Recommendations for Respiratory Rehabilitation in Adults with Coronavirus Disease 2019

Recommendations for Respiratory Rehabilitation in Adults with Coronavirus Disease 2019

The coronavirus disease 2019 (COVID-19) has emerged as a significant public health emergency since December 2019. In response, the Chinese government classified COVID-19 as a category B infectious disease, implementing control measures typically reserved for category A diseases. The National Health Commission of China has published protocols to guide clinical diagnosis and treatment. As clinical experience with COVID-19, particularly in severe and critically ill patients, has accumulated, the understanding of the disease has deepened. Respiratory, physical, and psychological dysfunctions are common among COVID-19 patients, necessitating standardized respiratory rehabilitation techniques and procedures across various regions. This article provides comprehensive recommendations for respiratory rehabilitation in adults with COVID-19, based on evidence and expert consensus.

Methodology

The recommendations were developed through a structured process. The work group was divided into three subgroups: the recommendation drafting group, the evidence assessment group, and the expert consensus group. The drafting group determined the topic and scope of the recommendations, guided the evidence assessment group in summarizing evidence, and drafted the recommendations. The evidence assessment group conducted literature searches, assessed evidence, and provided summaries. The expert consensus group achieved consensus on the preliminary recommendations.
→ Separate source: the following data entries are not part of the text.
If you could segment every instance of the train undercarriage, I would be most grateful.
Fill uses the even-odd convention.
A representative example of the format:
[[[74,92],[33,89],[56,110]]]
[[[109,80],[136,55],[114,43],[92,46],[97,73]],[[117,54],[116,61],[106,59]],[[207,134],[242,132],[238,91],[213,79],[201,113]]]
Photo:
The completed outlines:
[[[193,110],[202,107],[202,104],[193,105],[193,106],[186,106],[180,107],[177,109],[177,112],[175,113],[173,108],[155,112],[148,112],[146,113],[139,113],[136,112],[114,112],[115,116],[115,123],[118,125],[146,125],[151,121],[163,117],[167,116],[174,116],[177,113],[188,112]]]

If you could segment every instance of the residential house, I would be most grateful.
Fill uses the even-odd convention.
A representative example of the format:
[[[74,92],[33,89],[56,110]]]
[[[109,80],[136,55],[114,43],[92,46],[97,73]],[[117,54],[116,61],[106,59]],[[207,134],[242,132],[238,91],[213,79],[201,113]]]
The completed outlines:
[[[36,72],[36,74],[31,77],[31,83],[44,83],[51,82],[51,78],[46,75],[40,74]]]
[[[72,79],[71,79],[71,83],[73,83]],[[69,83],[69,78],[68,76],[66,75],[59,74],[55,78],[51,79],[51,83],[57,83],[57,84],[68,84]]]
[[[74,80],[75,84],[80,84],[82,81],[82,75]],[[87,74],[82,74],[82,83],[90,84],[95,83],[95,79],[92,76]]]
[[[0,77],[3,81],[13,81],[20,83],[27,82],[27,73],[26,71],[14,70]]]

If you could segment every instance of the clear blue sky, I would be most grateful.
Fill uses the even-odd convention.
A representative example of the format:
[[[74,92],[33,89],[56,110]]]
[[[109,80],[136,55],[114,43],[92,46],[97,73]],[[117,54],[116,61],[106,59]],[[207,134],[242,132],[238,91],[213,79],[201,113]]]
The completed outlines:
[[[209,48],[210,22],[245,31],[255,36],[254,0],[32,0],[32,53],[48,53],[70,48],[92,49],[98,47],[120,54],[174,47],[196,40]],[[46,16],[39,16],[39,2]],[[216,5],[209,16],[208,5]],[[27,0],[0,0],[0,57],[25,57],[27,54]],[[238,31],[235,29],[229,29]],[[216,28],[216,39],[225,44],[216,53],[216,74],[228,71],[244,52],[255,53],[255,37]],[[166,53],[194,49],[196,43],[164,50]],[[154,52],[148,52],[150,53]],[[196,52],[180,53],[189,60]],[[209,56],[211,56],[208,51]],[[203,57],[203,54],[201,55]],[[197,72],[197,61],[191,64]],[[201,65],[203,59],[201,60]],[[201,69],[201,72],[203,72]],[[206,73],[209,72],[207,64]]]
Literature searches included rehabilitation-related guidelines, systematic reviews, and randomized controlled trials on COVID-19, severe acute respiratory syndrome (SARS), and Middle East respiratory syndrome (MERS). Searches were performed in English databases (PubMed, Ovid, Embase) and Chinese databases (Chinese Biological Medical Literature database, China National Knowledge Infrastructure). The search period extended from database construction to February 21, 2020. Search terms included “novel coronavirus pneumonia,” “NCP,” “SARS,” “MERS,” “respiratory rehabilitation,” and others.

The evidence assessment group used the Appraisal of Guidelines for Research & Evaluation II tool for methodological quality assessment, the Assessment of Multiple Systematic Reviews tool for systematic reviews, and the Cochrane bias risk assessment tool for randomized controlled trials. Recommendations were generated based on evidence summaries and quality assessments, with consensus achieved through panel discussions.

Basic Principles of Respiratory Rehabilitation

Respiratory rehabilitation for COVID-19 patients must adhere to the “Guidelines for COVID-19 Prevention and Control in Medical Institutions (1st Edition).” Staff involved in respiratory rehabilitation must pass infection control training and examinations. The aim of respiratory rehabilitation is to alleviate dyspnea, reduce anxiety and depression, prevent complications, improve dysfunction, and enhance quality of life.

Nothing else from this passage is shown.